Humérus d’un tigre à dents de sabre excavé dans le centre-nord de l’Oregon. (John Orcutt/ Musée d’histoire naturelle et culturelle de l’Université de l’Oregon)
Selon Calede :
Nous avons constaté que nous pouvions quantifier les différences à une échelle assez fine. Cela nous a indiqué que nous pouvions utiliser la forme du coude pour distinguer les espèces de grands félins modernes.
Nous avons ensuite appliqué cet outil aux archives fossiles : ces coudes géants éparpillés dans les musées avaient tous une caractéristique en commun. Cela nous a indiqué qu’ils appartenaient tous à la même espèce. Leur forme et leur taille uniques nous ont indiqué qu’ils étaient également très différents de tout ce qui est déjà connu. En d’autres termes, ces os appartiennent à une espèce et cette espèce est nouvelle.
Ils ont réalisé que la nouvelle espèce est un parent des félins à dents de sabre, un vieux cousin du célèbre Smilodon qui s’est éteint il y a environ 10 000 ans. Mais cette espèce tout juste découverte vivait il y a environ 5 à 9 millions d’années et était beaucoup plus grande que ses proches.
Selon Orcutt :
Nous sommes tout à fait sûrs qu’il s’agit d’un félin à dents de sabre et nous sommes tout à fait sûrs qu’il s’agit d’une nouvelle espèce du genre Machairodus. Le problème est que, en partie parce que nous n’avons pas nécessairement eu une image claire dans le passé du nombre d’espèces existantes, notre compréhension de la façon dont tous ces félins à dents de sabre sont liés les uns aux autres est un peu floue, en particulier au début de leur évolution.
Les chercheurs ont pensé qu’en plus de confirmer son statut de nouvelle espèce, ces os pourraient également offrir des informations sur sa taille et ses habitudes. Ils ont calculé l’association entre la taille des os et la masse corporelle des grands félins modernes, puis l’ont extrapolée aux fossiles, estimant sa taille et son poids.
D’après sa taille, il aurait également chassé de grandes proies. À l’époque, les rhinocéros étaient particulièrement abondants, de même que les chameaux géants et les paresseux géants, et les chercheurs pensent que c’est ce qu’il aurait essayé de chasser.

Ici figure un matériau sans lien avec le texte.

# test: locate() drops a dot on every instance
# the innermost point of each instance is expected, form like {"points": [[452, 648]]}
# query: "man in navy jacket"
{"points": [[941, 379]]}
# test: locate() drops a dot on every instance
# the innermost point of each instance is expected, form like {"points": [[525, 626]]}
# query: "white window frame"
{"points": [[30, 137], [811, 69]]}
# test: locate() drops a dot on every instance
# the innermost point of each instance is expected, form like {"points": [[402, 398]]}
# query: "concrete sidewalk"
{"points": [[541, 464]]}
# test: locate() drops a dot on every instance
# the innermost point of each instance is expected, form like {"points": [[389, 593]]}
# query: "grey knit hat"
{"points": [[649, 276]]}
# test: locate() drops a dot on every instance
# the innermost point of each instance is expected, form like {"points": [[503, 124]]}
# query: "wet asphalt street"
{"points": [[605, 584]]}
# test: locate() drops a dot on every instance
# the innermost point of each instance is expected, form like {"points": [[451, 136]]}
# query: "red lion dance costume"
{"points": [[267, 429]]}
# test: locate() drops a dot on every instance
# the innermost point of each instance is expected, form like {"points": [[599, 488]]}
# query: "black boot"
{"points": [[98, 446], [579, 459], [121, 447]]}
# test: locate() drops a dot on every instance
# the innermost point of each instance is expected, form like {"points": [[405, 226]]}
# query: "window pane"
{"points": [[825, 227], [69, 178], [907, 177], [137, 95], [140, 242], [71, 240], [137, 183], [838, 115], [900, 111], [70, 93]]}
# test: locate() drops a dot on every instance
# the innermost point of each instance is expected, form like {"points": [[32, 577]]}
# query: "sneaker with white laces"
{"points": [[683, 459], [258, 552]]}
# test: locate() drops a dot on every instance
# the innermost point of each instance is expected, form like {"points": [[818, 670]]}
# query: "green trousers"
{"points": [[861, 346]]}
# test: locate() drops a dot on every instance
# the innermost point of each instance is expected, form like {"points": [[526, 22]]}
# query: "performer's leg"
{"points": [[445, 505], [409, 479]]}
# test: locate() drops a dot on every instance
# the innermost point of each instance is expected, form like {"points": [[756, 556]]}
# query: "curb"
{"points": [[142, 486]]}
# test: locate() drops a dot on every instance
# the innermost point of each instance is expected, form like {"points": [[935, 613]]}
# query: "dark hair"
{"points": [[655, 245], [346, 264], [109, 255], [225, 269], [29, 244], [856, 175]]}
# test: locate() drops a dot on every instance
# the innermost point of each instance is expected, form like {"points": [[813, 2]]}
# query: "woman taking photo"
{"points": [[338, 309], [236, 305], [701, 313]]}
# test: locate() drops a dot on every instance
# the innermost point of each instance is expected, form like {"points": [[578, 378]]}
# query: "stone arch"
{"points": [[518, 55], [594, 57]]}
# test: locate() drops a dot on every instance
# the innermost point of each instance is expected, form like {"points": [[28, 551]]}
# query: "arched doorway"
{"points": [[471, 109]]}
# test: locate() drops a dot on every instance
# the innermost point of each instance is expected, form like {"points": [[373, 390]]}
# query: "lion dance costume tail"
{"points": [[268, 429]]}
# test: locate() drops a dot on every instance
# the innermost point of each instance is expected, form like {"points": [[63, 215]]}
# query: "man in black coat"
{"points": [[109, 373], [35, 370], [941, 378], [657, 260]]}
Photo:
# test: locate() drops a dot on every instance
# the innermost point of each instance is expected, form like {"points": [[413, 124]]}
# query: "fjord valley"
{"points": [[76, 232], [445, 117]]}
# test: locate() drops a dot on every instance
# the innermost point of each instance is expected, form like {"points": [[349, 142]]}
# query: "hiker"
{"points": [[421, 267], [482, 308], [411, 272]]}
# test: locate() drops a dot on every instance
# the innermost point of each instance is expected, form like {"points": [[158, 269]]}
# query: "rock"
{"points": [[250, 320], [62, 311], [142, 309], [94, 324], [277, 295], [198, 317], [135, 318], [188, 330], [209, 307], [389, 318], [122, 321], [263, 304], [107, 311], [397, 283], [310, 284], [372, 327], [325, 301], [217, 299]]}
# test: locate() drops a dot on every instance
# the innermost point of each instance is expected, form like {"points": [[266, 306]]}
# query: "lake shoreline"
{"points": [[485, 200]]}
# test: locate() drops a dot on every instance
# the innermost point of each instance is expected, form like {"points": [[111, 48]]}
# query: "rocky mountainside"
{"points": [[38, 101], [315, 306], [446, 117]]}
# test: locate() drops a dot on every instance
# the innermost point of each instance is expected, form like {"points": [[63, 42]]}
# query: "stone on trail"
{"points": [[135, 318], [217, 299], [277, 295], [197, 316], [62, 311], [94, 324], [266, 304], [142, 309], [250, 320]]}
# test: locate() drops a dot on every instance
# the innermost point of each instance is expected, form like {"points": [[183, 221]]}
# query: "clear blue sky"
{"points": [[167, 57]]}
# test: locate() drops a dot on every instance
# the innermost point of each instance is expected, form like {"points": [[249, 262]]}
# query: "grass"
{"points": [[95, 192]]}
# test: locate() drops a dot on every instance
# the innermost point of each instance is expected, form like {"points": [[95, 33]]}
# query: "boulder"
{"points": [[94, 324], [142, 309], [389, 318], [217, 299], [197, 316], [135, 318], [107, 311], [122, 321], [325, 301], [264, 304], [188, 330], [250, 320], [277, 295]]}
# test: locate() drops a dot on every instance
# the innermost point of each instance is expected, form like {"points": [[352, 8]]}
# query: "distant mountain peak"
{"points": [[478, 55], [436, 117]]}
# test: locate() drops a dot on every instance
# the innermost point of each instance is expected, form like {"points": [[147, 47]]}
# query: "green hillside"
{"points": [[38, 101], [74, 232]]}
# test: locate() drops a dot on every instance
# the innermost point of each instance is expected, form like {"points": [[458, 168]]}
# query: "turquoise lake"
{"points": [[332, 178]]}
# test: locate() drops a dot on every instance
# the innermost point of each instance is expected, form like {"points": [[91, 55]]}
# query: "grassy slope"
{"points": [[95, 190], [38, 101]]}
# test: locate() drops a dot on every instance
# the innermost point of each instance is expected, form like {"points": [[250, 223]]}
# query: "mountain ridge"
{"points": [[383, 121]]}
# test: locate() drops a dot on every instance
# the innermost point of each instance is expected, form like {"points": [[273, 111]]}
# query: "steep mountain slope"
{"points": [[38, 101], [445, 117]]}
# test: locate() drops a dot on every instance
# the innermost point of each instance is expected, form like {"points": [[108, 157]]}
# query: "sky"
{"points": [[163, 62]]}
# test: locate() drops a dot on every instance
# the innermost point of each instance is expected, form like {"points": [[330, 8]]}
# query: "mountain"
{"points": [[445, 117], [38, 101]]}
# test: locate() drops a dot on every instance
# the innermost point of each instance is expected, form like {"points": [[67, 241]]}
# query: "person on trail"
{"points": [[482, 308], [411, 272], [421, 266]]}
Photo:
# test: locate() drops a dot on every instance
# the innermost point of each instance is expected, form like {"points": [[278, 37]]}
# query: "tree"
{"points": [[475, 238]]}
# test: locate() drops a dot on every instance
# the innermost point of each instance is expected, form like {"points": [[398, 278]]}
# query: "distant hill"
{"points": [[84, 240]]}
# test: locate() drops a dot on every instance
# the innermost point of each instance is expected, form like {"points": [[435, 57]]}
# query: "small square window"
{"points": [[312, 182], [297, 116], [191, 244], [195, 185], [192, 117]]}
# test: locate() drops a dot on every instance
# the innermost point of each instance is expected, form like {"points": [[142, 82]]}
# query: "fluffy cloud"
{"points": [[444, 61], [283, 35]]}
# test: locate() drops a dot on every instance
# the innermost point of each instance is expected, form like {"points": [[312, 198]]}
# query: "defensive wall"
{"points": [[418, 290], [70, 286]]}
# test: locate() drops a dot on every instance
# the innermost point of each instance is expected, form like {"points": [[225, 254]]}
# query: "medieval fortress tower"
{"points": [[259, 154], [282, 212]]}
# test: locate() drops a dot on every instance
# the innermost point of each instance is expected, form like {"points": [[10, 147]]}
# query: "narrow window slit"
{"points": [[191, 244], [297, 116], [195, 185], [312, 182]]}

Mais si ces découvertes nous aident à comprendre les écosystèmes de l’Amérique d’il y a quelques millions d’années, elles soulèvent également une question intéressante : à une époque où l’Europe et l’Amérique étaient déjà séparées depuis longtemps, pourquoi les animaux ont-ils évolué de manière aussi similaire ? Il n’y a pas de félins à dents de sabre aujourd’hui, alors qu’est-ce qui a poussé l’évolution dans cette direction à l’époque ?
Toujours selon Orcutt :
On sait qu’il y avait des félins géants en Europe, en Asie et en Afrique, et maintenant nous avons notre propre félin géant à dents de sabre en Amérique du Nord pendant cette période également. Il y a un modèle très intéressant d’évolution indépendante répétée sur chaque continent de ce corps de taille géante dans ce qui reste une manière assez hyperspécialisée de chasser, ou nous avons ce félin géant ancestral à dents de sabre qui s’est dispersé sur tous ces continents. C’est une question paléontologique intéressante.
L’étude publiée dans le Journal of Mammalian Evolution : Quantitative Analyses of Feliform Humeri Reveal the Existence of a Very Large Cat in North America During the Miocene et présentée sur le site de l’Université d’Etat de l’Ohio à Marion : Newly identified saber-toothed cat is one of largest in history.